Design approval for the next generation of UK nuclear reactors will be delayed by at least three months until after a report on the implications of explosions at the Fukushima plant in Japan is delivered.
The Health and Safety Executive and Environment Agency had been expected to deliver its Generic Design Assessment report on the Areva EPR and Westinghouse AP1000 designs in June.
However the regulators will now wait until after chief nuclear inspector Mike Weightman delivers his report, commissioned by the government in the wake of the earthquake and tsunami in Japan.
EDF Energy chief executive Vincent de Rivaz said: “This is a sensible step which means the train remains on track taking account all of the work done so far. To learn lessons from Japan, there will be additional check points on the way, quite rightly, but the destination is unchanged and the progress continues.”
The regulators had expected to make decisions on whether to provide interim Design Acceptance Confirmations and interim Statements of Design Acceptability by June.
They now expect to publish the GDA issues identified and the requesting parties’ resolution plans in the summer but will delay drawing conclusions from the assessments until after Mr Weightman’s report is delivered.
A HSE statement said: “Once Mike Weightman’s recommendations are known, the requesting parties can develop credible plans to address them. In the meantime, the RPs can continue to work on the issues that we have identified.”
EDF said that as the authorities expected work to close any outstanding issues would continue beyond the issue of interim certificates in June, the firm had already factored ongoing work beyond June 2011 into its plans.
CECA Director of external affairs, Alasdair Reisner said: “Events in Japan have understandably led the government to launch an investigation to identify any lessons for those responsible for the upkeep of the UK’s existing nuclear facilities, and those seeking to deliver new build units.

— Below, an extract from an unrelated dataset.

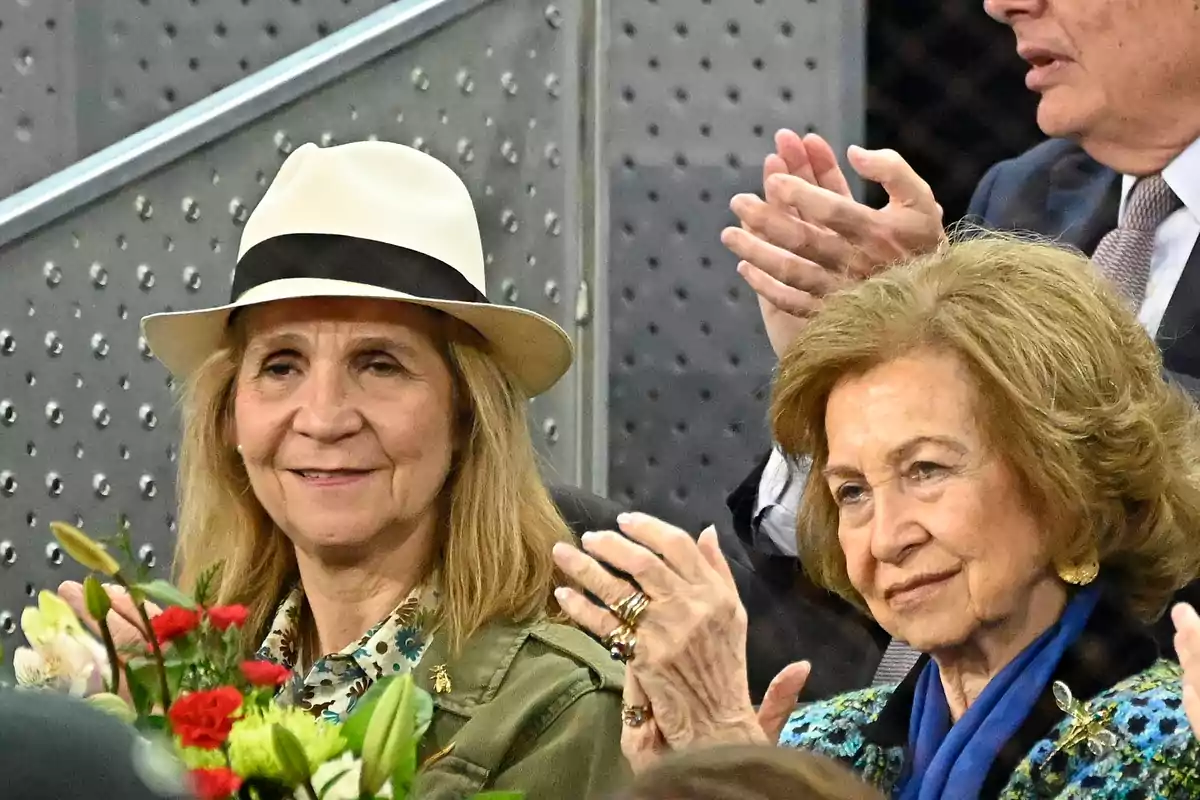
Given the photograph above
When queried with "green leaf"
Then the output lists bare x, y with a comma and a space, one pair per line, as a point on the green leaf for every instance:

“Given that the GDA process is also intended to provide assurance about the safety of future new build reactors, it would be unusual for this process to have been signed off prior to the publication of the Weightman review.
“However we trust that this won’t mean that the GDA process will be put on hold. Rather we hope that the additional time will be used to refine the designs towards a point where they can be signed off by regulators, opening the way for the next generation of new build nuclear projects.”